Moroccan Delegation Tours East Africa to Monitor Joint Projects Launched during Royal Visits

Moroccan Delegation Tours East Africa to Monitor Joint Projects Launched during Royal Visits

Less than a year after King Mohammed VI paid a landmark visit to East Africa that was crowned by the launch of several development projects in the visited countries, a Moroccan delegation is currently touring the region to assess the progress made in the implementation of these projects.
The delegation’s tour includes Ethiopia, Rwanda Tanzania, Madagascar and Zambia.

This Thursday, the delegation, led by Secretary of State for Foreign Affairs Mounia Boucetta, was in Dar Es Salaam to follow up the projects launched by the Monarch during his visit to Tanzania in October 2016.

The delegation discussed with Tanzanian Deputy Foreign Minister Susan Alphonce Kolimba cooperation prospects between the two countries and assessed the implementation of the 22 agreements signed during the royal visit.

The delegation visited the site of the Mohammed VI Mosque in Dar Es Salaam, whose construction works were launched by the Monarch in person.
The religious building will include a prayer hall that can accommodate more than 5,000 faithful, a library, a conference room, in addition to cultural and administrative buildings.

On the first stop of the tour in Ethiopia Monday, the delegation, visited the future site of the training center for water and irrigation scheduled to open in 2019, as well as the regional offices of the Moroccan Phosphates group (OCP) in Addis Ababa.

The OCP is to build a fertilizer plant in Dire Dawa, the second biggest agglomeration in Ethiopia. The fertilizer project, to be carried out in two phases, requires a $3.7 billion investment, which is the biggest investment OCP ever injected outside Morocco.

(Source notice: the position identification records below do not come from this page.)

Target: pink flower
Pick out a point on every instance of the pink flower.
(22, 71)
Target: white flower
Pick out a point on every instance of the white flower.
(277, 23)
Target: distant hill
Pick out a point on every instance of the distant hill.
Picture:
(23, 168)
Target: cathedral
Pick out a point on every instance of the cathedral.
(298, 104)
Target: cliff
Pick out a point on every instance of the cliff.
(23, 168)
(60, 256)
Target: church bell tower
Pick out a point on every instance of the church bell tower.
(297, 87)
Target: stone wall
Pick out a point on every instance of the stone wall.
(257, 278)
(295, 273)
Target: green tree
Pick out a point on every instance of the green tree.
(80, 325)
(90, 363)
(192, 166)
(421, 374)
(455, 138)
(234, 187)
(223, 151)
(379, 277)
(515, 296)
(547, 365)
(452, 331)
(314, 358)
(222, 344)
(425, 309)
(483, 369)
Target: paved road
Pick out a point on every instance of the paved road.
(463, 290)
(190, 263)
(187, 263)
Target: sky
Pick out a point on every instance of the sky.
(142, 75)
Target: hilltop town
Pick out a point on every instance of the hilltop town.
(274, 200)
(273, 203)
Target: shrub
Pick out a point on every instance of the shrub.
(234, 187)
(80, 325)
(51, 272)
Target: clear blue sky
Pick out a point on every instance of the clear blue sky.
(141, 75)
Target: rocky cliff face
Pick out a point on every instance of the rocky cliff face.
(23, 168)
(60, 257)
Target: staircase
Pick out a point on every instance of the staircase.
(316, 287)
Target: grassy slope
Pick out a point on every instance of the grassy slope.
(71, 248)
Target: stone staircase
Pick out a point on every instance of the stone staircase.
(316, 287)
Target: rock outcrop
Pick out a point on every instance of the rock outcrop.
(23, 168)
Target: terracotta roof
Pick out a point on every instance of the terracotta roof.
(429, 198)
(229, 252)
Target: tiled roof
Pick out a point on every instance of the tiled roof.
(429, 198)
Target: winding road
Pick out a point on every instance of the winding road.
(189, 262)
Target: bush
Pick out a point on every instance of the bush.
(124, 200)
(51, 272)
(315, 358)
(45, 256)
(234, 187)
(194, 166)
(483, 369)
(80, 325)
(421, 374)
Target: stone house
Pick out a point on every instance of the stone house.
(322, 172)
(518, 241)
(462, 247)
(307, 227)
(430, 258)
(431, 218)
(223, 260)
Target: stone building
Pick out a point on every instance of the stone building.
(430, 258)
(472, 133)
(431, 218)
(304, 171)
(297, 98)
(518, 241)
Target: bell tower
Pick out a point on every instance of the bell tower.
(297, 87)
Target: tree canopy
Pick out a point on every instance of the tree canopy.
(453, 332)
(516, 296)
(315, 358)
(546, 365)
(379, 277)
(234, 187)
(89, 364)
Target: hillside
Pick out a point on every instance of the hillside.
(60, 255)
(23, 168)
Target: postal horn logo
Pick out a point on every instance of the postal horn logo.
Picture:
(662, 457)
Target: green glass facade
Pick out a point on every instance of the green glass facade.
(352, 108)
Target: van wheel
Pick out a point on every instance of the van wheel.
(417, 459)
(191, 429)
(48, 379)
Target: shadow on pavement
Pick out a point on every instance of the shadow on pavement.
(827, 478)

By 2022, the plant is expected to produce 2.5 million tons of fertilizer, helping thus Ethiopia become self-sufficient regarding fertilizer needs. Ethiopia used to import 900,000 tons of fertilizer each year.

Ethiopia seeks to benefit from Morocco’s expertise in the sectors of agriculture, industry, irrigation and water management, and fight against poverty.

After Ethiopia, the Moroccan delegation held in Kigali a meeting with Rwandan officials on the follow-up of the 20 agreements signed by the King and President Paul Kagame in October 2016.

The agreements include the construction of a drug factory that would manufacture beta-lactam antibiotics, as well as a housing project to build 5,000 units in Kigali.

The Moroccan delegation includes representatives of the employers’ confederation (CGEM), as King Mohammed VI is keen on associating the private sector in the projects he initiates in the continent.